115

On Linux, how could I generate a diff between two XML files?

Ideally, I would like to be able configure it to some things strict, or loosen some things, like whitespace, or attribute order.

I'll often care that the files are functionally the same, but diff by itself, would be annoying to use, especially if the XML file doesn't have a lot of linebreaks.

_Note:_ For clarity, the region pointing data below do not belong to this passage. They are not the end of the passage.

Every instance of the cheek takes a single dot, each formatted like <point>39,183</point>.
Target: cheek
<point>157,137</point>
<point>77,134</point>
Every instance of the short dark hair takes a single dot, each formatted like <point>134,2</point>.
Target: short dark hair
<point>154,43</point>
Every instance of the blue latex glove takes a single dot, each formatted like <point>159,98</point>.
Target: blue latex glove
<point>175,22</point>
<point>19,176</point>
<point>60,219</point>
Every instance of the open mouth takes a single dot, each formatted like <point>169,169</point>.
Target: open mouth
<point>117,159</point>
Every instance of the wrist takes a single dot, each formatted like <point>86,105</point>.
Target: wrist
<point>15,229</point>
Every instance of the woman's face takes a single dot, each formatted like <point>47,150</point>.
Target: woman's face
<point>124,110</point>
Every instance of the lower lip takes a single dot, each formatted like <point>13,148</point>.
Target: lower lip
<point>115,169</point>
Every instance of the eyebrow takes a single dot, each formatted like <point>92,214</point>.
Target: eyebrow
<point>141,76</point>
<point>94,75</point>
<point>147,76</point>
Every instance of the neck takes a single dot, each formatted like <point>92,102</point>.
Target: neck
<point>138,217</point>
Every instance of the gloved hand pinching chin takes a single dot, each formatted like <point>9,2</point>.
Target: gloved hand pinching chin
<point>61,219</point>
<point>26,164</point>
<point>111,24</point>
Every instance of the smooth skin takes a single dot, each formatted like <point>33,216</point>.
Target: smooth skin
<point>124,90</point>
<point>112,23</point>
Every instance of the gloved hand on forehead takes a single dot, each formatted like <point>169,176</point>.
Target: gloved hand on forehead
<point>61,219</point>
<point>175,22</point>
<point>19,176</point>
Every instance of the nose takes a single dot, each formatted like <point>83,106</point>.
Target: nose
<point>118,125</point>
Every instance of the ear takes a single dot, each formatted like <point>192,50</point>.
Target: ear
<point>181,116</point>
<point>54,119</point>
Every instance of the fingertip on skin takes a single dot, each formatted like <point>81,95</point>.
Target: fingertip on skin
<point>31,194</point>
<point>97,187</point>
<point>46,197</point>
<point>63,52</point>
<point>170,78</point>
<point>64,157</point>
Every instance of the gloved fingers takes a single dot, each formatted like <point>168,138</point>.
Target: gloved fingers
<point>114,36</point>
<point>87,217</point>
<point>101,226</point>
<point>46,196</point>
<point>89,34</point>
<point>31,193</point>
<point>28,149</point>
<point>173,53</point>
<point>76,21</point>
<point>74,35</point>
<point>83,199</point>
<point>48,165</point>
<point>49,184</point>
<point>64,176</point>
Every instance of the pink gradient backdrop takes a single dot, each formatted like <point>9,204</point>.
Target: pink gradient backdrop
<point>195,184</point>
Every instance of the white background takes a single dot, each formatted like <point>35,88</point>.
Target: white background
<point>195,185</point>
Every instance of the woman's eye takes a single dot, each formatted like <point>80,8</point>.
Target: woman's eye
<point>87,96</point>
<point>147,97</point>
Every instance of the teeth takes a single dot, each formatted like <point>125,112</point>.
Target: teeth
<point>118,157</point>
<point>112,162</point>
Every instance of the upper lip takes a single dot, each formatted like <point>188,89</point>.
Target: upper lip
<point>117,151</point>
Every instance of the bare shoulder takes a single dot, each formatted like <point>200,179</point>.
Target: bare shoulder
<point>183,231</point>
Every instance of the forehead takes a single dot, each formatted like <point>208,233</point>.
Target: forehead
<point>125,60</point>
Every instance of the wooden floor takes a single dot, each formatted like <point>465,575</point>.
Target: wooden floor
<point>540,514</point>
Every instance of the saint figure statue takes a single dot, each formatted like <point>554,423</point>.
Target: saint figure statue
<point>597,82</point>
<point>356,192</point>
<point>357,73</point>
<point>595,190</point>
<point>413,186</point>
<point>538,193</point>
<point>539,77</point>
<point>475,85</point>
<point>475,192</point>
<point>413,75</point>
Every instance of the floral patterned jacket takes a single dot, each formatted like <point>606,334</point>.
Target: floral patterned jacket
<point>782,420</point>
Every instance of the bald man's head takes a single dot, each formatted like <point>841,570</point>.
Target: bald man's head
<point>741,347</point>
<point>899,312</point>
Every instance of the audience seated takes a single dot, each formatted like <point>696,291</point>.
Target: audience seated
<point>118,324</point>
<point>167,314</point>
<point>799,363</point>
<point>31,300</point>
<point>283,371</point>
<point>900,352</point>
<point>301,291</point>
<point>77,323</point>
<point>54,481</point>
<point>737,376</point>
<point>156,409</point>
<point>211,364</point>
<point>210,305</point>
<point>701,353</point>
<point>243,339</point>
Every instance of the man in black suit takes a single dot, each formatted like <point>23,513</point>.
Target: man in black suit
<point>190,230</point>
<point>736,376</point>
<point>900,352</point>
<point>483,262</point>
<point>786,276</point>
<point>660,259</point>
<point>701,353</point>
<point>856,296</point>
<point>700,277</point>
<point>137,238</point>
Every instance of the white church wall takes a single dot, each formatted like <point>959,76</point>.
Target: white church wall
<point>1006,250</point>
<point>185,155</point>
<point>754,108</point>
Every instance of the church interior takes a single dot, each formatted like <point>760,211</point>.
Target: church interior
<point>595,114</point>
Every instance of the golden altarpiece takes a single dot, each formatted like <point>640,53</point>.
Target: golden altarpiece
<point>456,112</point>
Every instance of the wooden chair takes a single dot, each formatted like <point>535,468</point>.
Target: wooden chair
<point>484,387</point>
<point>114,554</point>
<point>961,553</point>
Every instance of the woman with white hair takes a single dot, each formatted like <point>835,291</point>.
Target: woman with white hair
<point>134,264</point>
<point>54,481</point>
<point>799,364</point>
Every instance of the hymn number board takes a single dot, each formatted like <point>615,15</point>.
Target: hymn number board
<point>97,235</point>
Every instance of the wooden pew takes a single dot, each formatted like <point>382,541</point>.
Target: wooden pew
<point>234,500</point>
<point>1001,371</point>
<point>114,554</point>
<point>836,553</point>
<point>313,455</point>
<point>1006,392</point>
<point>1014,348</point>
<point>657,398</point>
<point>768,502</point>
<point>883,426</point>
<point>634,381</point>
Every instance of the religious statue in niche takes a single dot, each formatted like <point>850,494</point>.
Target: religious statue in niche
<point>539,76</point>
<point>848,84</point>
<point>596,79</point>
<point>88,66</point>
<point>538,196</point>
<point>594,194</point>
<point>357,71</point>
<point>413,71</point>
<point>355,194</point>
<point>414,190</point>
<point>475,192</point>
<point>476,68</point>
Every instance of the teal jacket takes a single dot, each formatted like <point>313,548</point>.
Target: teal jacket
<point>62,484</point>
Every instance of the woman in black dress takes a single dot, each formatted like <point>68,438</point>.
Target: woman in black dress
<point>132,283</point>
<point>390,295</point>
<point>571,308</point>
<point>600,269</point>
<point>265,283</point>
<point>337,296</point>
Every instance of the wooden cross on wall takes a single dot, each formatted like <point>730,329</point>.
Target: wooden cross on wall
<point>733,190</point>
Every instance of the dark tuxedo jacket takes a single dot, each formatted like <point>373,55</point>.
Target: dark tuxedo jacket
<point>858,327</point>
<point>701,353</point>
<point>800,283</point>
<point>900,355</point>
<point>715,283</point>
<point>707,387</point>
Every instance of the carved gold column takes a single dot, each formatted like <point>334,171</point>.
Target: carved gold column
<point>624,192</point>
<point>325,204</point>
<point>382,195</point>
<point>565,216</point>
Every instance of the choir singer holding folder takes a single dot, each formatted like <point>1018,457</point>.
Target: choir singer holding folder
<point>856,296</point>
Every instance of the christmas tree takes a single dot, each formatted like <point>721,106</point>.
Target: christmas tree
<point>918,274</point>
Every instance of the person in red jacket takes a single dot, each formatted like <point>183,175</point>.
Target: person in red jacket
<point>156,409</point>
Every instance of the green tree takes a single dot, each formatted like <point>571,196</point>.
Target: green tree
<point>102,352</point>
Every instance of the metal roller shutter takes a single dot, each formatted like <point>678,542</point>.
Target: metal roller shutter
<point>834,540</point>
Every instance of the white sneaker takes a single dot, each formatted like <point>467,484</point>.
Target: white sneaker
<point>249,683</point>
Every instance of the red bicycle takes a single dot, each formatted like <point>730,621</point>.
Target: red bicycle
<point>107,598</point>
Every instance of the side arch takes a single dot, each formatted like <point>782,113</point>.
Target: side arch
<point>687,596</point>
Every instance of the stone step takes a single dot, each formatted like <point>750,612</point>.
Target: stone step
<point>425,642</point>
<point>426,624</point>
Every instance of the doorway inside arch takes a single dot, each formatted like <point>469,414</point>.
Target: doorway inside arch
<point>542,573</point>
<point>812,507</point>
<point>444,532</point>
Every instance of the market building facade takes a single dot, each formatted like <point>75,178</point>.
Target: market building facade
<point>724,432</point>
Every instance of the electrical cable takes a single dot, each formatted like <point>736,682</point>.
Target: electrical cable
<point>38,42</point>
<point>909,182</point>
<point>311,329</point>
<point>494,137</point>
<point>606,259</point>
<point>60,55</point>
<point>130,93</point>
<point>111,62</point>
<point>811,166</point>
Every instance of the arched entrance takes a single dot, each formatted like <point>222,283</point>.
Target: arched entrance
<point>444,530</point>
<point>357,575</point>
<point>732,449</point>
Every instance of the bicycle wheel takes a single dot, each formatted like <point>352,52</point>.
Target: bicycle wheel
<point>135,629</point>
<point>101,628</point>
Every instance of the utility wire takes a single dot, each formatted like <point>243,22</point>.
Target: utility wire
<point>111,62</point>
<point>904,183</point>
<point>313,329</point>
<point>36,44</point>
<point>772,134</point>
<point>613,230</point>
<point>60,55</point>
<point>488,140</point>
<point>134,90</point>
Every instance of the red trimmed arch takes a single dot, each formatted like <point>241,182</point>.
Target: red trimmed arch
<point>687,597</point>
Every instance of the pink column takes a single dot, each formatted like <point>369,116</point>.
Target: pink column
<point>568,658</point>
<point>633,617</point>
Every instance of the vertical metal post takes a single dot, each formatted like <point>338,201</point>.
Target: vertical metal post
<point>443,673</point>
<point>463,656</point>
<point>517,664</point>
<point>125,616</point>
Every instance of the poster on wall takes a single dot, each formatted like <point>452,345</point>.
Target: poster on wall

For example, the following should really be okay to me:

<tag att1="one" att2="two">
  content
</tag>

<tag att2="two" att1="one">
  content
</tag>
slhck
  • 235,242
qedi
  • 1,681

10 Answers10

132

One approach would be to first turn both XML files into Canonical XML, and compare the results using diff. For example, xmllint can be used to canonicalize XML.

$ xmllint --c14n one.xml > 1.xml
$ xmllint --c14n two.xml > 2.xml
$ diff 1.xml 2.xml

Or as a one-liner.

$ diff <(xmllint --c14n one.xml) <(xmllint --c14n two.xml)
36

Jukka's answer did not work for me, but it did point to Canonical XML. Neither --c14n nor --c14n11 sorted the attributes, but i did find the --exc-c14n switch did sort the attributes. --exc-c14n is not listed in the man page, but described on the command line as "W3C exclusive canonical format".

$ xmllint --exc-c14n one.xml > 1.xml
$ xmllint --exc-c14n two.xml > 2.xml
$ diff 1.xml 2.xml

$ xmllint | grep c14
    --c14n : save in W3C canonical format v1.0 (with comments)
    --c14n11 : save in W3C canonical format v1.1 (with comments)
    --exc-c14n : save in W3C exclusive canonical format (with comments)

$ rpm -qf /usr/bin/xmllint
libxml2-2.7.6-14.el6.x86_64
libxml2-2.7.6-14.el6.i686

$ cat /etc/system-release
CentOS release 6.5 (Final)

Warning --exc-c14n strips out the xml header whereas the --c14n prepends the xml header if not there.

rjt
  • 1,056
23

Tried to use @Jukka Matilainen's answer but had problems with white-space (one of the files was a huge one-liner). Using --format helps to skip white-space differences.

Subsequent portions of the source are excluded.